The COVID-19 global health pandemic is an example underscoring the critical importance of public trust in risk decision-making. Whether trust in the safety of vaccines, trust in the necessity of lockdown measures, or trust in the very existence of the pandemic itself, successfully addressing the crisis has hinged on public confidence in government decisions. The pandemic has also made visible how perceptions of risk can differ among and between experts and the public, how public perceptions of risk are forever vulnerable to misinformation and disinformation, and the importance for governments of incorporating the views of citizens, communities and stakeholders into their decision-making.
It has become increasingly clear that effective risk governance requires successfully confronting differences in expert and public perceptions of risk, effectively engaging the public, and fostering public trust in decisions. All three objectives can challenge fundamental epistemological, cultural and ontological underpinnings of risk governance. Understanding the reasons why this is the case (and why not), carefully disentangling causes and effects, and providing case studies of real-world efforts to address the dilemmas, lays the groundwork for informed reform of risk governance arrangements.

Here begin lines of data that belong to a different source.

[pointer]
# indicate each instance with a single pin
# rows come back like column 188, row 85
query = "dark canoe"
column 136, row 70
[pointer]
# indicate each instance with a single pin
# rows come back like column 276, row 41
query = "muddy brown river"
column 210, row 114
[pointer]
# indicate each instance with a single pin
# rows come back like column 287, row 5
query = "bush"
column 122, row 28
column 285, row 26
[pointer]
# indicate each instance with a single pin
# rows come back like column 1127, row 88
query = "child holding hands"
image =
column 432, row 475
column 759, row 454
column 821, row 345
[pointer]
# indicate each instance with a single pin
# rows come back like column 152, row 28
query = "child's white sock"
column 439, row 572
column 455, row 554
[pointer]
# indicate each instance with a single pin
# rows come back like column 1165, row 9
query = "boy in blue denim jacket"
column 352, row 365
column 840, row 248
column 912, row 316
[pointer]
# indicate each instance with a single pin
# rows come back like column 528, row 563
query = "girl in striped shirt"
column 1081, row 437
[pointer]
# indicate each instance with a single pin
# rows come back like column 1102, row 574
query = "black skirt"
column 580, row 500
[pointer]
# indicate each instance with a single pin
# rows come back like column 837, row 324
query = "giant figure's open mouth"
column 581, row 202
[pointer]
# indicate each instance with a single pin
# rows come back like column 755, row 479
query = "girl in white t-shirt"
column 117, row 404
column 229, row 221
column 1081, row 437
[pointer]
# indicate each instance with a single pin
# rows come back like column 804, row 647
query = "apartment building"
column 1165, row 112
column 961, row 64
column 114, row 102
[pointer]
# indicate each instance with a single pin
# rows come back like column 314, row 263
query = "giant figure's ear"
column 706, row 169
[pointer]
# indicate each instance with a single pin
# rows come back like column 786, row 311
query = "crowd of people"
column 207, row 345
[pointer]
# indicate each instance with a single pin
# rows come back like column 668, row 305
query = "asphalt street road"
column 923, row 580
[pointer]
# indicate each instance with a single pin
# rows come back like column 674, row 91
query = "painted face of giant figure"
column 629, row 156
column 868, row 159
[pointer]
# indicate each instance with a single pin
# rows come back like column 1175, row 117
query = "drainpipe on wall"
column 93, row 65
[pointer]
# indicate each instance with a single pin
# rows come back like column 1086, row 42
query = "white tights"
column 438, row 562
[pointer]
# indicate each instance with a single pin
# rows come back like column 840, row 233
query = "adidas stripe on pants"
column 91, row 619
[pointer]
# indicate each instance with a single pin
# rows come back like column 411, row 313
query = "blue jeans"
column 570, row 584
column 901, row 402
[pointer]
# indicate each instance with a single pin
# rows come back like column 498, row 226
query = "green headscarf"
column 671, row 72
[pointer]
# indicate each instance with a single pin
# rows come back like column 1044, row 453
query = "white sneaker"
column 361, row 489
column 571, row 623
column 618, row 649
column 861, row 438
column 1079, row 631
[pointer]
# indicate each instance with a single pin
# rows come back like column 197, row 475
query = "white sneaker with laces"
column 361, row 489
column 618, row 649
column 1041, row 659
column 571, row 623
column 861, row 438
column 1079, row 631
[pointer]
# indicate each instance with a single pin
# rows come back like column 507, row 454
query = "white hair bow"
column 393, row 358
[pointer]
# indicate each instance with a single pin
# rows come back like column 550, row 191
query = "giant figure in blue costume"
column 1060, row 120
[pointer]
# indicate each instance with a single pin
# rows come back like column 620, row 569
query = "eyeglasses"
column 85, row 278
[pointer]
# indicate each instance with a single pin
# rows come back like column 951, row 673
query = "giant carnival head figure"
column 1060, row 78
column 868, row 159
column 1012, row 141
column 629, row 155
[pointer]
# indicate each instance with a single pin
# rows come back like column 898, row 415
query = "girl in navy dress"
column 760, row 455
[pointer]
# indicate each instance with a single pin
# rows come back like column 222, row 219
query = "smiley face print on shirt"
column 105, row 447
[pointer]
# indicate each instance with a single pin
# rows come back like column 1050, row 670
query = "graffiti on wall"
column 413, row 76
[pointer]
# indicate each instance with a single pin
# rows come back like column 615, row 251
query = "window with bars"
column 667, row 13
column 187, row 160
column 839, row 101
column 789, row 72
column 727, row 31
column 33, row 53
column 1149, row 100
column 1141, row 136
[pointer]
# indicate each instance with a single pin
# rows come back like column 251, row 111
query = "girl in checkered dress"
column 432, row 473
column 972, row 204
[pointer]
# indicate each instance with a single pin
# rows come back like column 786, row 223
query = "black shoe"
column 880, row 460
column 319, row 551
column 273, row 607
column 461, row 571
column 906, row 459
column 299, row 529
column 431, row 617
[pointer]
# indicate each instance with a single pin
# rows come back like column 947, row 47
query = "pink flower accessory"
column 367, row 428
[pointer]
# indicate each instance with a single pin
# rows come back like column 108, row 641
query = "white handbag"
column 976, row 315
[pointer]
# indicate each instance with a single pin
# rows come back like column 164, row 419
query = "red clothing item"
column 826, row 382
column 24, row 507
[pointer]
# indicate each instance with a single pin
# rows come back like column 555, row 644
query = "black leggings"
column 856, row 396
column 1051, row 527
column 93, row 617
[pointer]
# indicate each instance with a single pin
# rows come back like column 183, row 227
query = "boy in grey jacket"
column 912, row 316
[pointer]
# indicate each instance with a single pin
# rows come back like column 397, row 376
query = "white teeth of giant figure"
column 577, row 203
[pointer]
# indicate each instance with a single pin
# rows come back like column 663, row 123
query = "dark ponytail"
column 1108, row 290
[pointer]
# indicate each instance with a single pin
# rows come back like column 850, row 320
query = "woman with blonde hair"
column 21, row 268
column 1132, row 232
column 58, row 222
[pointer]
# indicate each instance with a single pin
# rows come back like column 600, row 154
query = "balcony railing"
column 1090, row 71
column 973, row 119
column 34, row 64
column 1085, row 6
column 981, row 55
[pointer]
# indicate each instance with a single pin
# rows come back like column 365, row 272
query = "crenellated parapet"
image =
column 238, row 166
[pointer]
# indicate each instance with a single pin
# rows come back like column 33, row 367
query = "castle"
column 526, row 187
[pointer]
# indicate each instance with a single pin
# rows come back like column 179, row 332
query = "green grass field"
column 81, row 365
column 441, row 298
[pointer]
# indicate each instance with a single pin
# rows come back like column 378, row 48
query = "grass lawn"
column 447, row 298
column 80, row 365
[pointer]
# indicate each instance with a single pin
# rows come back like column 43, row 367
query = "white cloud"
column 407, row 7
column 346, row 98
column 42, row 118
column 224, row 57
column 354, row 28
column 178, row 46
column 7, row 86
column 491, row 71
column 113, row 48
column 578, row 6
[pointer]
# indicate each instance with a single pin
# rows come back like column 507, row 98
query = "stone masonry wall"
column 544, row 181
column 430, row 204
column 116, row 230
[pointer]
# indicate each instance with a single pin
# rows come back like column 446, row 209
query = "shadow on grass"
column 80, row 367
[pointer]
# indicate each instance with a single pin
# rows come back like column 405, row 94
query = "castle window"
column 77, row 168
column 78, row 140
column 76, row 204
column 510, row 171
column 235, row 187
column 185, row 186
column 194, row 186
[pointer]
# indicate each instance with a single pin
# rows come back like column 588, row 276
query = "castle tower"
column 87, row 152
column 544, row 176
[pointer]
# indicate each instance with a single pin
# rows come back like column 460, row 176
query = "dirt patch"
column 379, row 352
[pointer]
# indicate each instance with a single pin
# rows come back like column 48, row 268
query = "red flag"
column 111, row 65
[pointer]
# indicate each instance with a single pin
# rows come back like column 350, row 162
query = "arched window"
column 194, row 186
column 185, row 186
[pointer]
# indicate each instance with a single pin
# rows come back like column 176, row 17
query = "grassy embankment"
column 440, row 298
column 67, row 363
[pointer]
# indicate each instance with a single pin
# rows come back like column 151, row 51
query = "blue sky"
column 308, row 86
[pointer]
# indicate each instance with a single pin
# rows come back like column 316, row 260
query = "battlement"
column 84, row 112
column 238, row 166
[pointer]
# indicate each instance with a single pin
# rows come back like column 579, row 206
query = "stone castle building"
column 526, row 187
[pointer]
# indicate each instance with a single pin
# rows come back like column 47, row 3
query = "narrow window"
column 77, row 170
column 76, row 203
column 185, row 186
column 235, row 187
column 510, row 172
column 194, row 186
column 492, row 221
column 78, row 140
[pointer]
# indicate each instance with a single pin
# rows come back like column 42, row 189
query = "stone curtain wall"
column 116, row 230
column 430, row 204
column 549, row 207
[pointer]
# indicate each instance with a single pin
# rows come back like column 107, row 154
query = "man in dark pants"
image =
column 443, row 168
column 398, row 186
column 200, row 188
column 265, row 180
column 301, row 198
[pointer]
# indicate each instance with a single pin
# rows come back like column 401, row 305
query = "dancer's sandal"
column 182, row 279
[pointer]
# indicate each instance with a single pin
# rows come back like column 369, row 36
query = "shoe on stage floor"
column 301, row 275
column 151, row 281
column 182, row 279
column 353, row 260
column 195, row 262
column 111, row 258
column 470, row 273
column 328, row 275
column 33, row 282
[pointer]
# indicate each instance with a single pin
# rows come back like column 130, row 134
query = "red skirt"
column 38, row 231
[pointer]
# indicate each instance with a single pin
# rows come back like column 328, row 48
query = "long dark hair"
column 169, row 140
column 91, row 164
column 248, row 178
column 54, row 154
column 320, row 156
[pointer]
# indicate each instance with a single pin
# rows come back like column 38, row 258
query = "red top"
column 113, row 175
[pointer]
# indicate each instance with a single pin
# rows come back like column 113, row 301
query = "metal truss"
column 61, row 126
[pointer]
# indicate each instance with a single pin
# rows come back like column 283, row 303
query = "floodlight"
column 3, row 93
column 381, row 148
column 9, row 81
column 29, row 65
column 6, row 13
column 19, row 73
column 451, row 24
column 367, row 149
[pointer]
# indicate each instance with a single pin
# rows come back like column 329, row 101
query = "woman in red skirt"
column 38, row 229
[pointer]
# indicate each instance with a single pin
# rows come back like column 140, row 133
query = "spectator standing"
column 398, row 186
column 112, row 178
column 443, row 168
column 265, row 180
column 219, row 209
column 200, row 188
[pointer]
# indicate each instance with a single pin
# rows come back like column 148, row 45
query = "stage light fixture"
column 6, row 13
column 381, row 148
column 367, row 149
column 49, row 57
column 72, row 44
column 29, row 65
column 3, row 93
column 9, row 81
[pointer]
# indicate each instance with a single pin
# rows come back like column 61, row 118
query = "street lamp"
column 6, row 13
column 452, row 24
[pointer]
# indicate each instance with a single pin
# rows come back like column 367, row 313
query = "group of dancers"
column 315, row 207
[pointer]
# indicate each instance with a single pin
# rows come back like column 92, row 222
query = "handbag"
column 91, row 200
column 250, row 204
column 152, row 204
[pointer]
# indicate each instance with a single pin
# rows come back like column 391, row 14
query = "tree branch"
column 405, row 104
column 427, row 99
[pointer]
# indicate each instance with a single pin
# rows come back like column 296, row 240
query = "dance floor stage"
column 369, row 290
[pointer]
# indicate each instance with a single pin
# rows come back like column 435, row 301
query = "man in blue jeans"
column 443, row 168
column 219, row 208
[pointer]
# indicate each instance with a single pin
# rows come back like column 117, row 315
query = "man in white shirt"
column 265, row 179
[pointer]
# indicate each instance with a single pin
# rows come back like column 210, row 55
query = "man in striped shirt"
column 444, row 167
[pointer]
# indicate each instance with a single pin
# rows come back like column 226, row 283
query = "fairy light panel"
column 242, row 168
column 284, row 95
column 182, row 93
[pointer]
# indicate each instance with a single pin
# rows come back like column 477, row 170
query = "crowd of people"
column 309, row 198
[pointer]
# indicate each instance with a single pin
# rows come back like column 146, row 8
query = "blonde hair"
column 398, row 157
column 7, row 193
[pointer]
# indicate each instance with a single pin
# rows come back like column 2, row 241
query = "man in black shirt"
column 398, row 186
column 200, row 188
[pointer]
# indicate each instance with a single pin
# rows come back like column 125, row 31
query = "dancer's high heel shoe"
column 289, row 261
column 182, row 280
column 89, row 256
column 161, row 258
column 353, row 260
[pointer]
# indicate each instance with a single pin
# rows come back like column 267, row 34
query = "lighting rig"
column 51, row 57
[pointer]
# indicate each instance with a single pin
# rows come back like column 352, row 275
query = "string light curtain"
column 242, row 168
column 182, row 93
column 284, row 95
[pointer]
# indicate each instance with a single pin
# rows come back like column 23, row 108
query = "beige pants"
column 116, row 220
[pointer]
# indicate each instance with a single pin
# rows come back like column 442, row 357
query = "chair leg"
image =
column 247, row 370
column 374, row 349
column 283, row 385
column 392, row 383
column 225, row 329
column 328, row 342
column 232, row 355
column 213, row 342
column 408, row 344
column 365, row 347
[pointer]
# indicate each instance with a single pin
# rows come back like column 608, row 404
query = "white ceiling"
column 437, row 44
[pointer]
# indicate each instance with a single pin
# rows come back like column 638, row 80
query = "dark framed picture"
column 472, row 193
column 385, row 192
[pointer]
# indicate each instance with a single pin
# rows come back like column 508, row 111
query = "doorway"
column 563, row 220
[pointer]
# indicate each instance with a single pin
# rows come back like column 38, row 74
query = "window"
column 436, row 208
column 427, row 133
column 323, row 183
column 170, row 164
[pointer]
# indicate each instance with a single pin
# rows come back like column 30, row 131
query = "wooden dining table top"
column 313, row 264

Against this backdrop, the ISSP created the project, @Risk: How to Strengthen Risk Governance in Canada. @Risk aimed to advance scholarly and empirical understandings of public participation in risk decision-making, of ways to conceptualize and address differences in public and expert perceptions of risk, and means to foster public trust in risk governance.
The project comprised a multidisciplinary research team of more than two dozen scholars and graduate students from eleven Canadian and US universities, along with half a dozen senior practitioners from five partner organizations. Central to the project were practitioner members of the research team who gave generously of their time, experience and insights throughout the study to ensure the research was grounded in and informed by the ‘real worlds’ of risk governance.